The 300 are among 1,000 Americans and Canadians expected to make the move this summer. They follow in the footsteps of some 500 others in 2002. Of those 500, only one returned to the U.S., according to the Jerusalem Post.
The goal, according to the group’s co-founder Tony Gelbart, is to prevent Arabs from outnumbering Jews.
“The Palestinians still dream of overcoming Israel demographically. They are wrong,” Gelbart told the New York Post. “No amount of terror or economic hardship will prevent Jewish people from coming to Israel.”
The paper reports the 46-year-old Florida businessman put up $2 million of his own money toward the effort.
But it’s not the money that motivates most.
“We see Israel as our homeland, we believe this is our country,” Harry Zettel told the Toronto Star. “And while there is some fear, some trepidation at taking a step like this, I believe in God. I believe this is where we should be.”

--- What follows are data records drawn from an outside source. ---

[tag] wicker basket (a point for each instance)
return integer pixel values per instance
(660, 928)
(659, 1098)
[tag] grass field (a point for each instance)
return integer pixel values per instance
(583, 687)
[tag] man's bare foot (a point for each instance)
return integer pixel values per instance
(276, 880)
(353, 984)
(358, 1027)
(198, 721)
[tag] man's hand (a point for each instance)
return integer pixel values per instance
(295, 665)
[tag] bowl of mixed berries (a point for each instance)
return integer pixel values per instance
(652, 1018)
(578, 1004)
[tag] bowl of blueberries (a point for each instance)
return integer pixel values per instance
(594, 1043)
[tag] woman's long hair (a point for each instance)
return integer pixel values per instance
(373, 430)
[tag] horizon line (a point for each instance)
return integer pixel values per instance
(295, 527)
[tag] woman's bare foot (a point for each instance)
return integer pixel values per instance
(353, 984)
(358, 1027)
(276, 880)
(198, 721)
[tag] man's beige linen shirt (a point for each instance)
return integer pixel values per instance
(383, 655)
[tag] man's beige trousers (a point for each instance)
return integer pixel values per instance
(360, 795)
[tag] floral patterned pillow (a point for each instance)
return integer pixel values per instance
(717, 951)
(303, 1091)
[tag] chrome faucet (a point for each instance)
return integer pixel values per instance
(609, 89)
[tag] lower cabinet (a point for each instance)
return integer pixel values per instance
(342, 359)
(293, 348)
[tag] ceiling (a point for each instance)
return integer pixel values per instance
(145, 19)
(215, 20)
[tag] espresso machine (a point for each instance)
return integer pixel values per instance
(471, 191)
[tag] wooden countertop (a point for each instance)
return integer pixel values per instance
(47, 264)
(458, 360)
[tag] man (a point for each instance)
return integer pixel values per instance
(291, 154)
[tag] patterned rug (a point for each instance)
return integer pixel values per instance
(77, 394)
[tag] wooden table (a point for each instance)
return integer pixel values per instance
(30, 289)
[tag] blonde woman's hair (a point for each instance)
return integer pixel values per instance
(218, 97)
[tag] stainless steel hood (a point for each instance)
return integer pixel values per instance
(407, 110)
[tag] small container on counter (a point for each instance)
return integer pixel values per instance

Zettel told the paper he and his wife Suzanne and their five young children will settle in Israel proper – not the territories – in order to “strengthen Israeli society.”
“God gave us this land,” Zettel added. “Israel is at war right now. We have to do something to support the country. I don’t think we can idly sit back and not help out.”
The new arrivals were welcomed at Ben-Gurion Airport in Tel Aviv by Prime Minister Ariel Sharon and Finance Minister Benjamin Netanyahu.
“This is the right answer to Palestinian threats,” Netanyahu told the New York Post.
“The government that I lead decided that aliya [making Israel home] is the first priority, and it’s the most important thing,” the Jerusalem Post quotes Sharon as telling the immigrants. “I know it’s not an easy thing, to move from one country to another country, but here you are coming home.”